Washington, Sep 16 (Inditop.com) Marjorie Brasier, on an instrumented prosthetic leg, repeatedly tripped or slipped on the treadmill. Sometimes she recovered on her own and kept walking, while at other times the harness she wore was all that kept her from tumbling to the floor.

Brasier’s trips and slips occurred by design as part of a University of Rhode Island (URI) research study that seeks to improve the safety of prosthetic legs by developing a reliable and responsive stumble detection system.

One of six clients of Nunnery Orthotic and Prosthetic Technologies to participate in the study, Brasier was hooked up to dozens of electrodes, and wore shoes containing 99 pressure sensors.

The 40 light-reflective markers on her body were tracked by eight cameras surrounding the room to collect the data necessary for the research.

“When we become unbalanced, our neural system reacts quickly and sends a signal to help us recover,” said Helen Huang, assistant professor of biomedical engineering at URI.

“Our challenge is to see if we can detect these neural reactions fast enough to activate a mechanism in a patient’s prosthetic leg to stabilise them before they fall.”

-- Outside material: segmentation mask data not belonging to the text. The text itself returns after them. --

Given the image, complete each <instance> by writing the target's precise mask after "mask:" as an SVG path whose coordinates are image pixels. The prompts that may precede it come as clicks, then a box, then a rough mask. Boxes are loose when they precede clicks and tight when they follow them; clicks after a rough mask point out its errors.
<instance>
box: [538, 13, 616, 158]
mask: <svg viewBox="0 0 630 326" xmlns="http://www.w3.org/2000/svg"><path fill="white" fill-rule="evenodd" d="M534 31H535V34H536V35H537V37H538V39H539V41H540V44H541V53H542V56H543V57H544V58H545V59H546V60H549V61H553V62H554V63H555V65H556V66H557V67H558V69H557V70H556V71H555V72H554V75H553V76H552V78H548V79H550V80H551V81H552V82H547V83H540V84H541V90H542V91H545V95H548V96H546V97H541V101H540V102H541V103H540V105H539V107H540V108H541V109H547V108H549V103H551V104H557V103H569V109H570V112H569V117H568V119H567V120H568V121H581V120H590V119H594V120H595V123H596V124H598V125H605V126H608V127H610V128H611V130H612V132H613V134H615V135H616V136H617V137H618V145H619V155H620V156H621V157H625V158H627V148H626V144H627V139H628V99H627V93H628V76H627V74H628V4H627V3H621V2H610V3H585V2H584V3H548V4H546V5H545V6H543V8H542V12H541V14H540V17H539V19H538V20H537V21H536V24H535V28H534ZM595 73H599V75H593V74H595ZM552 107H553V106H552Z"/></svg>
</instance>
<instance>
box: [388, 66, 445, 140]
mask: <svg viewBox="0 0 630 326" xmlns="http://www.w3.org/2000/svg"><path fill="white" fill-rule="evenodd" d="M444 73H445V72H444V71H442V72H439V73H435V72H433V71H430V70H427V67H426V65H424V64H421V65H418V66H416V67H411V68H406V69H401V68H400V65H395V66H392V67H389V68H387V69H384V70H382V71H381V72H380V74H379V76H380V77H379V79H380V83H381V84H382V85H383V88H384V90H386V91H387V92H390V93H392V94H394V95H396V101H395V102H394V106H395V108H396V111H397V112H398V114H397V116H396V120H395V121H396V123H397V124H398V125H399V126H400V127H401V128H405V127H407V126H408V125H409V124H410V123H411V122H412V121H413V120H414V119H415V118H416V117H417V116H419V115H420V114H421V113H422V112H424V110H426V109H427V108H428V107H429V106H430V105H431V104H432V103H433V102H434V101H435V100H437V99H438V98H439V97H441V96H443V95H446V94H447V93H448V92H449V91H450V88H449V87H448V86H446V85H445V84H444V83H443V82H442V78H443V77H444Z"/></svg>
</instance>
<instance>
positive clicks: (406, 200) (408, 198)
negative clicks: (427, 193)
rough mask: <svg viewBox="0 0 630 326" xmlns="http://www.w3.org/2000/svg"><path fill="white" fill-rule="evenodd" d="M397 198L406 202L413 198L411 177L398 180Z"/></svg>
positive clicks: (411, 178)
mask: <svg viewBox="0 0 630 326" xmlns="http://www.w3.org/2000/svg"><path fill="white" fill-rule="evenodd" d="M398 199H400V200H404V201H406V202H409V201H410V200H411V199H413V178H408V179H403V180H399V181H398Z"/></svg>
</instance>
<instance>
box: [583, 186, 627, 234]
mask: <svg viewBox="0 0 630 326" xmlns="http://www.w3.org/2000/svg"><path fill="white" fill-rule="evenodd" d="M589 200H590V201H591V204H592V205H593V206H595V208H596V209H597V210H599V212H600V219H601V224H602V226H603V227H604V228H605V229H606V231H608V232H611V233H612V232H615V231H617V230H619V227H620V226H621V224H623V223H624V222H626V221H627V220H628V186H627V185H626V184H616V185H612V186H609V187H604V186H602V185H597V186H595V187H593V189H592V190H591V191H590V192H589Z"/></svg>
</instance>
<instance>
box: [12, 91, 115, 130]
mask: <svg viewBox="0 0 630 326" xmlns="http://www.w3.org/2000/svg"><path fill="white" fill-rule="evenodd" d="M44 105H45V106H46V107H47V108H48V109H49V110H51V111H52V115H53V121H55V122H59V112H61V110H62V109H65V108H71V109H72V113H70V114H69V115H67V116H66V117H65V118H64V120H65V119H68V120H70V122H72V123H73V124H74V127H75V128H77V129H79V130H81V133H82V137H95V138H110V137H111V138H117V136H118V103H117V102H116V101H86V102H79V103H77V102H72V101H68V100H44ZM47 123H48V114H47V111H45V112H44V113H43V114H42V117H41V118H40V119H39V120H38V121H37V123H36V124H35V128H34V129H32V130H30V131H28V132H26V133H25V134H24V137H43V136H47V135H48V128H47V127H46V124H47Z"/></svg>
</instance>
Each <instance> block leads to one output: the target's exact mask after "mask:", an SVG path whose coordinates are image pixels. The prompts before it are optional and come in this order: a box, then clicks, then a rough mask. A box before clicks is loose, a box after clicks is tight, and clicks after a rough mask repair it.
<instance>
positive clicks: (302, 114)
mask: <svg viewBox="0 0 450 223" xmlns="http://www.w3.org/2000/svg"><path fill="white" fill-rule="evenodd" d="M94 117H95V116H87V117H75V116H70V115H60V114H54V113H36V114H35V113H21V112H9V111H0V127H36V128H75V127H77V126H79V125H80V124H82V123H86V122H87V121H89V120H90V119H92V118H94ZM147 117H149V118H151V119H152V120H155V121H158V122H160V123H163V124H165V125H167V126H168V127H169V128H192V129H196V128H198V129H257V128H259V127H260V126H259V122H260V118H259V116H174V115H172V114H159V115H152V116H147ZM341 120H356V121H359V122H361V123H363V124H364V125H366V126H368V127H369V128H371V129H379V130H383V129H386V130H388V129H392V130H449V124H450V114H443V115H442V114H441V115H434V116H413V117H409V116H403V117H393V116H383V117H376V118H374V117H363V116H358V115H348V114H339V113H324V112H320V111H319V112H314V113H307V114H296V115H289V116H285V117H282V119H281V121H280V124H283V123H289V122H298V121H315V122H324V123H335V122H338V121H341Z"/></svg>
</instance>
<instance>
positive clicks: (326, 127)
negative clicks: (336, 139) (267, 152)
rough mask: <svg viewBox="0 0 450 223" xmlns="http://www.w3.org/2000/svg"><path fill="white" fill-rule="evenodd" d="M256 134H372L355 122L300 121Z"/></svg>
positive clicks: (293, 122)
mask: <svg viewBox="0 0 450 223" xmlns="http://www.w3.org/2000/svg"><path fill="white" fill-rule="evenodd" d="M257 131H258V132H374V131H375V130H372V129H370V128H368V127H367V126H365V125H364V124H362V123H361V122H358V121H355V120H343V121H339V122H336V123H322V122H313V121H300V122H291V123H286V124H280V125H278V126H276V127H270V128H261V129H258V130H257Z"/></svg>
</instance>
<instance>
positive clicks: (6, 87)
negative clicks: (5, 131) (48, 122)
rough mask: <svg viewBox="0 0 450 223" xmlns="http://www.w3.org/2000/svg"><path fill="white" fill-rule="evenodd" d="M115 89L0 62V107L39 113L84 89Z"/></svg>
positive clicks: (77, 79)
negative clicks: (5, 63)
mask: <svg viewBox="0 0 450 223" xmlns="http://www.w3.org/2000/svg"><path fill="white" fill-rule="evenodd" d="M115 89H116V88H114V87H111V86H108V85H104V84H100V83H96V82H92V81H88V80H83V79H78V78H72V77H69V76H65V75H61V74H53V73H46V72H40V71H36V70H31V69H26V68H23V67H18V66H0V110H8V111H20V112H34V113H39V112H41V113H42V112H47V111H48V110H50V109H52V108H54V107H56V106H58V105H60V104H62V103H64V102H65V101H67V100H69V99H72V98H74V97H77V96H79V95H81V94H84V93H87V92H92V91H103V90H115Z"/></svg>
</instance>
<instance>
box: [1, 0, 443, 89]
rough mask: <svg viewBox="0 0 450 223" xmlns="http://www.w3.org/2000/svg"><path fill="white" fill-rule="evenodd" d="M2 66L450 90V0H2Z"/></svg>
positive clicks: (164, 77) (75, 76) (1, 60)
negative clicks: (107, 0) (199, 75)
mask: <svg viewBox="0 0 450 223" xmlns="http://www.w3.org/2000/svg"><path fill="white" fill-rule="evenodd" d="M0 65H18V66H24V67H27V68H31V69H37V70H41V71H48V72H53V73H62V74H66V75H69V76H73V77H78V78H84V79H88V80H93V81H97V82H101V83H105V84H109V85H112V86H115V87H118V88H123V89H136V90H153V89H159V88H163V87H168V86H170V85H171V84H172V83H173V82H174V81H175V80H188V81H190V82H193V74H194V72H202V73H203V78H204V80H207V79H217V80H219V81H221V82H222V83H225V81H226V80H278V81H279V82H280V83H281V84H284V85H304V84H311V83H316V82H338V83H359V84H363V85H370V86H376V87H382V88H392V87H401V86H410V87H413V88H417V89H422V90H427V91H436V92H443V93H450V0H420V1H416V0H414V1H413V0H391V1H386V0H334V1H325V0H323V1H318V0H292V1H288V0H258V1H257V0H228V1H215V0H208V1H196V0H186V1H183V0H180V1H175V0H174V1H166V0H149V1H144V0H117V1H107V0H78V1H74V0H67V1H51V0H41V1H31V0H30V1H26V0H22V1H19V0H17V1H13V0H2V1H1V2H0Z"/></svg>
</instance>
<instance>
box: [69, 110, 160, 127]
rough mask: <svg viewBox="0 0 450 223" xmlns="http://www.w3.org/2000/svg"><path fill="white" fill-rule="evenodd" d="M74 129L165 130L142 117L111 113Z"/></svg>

During the experimental phase of the study, Huang is collecting data from able-bodied individuals and those using prosthetic legs to determine what kind of physiological signals can be detected for use in developing a stumble detection system.

Once she has analysed the data, she hopes to develop an algorithm that can be used in computer-controlled artificial limbs to provide active stumble recovery.

“If we can detect the stumble reaction fast enough, then there may be time to react to it,” said Huang, who is collaborating on the project with Susan D’Andrea, Brown University assistant professor, according to an URI release.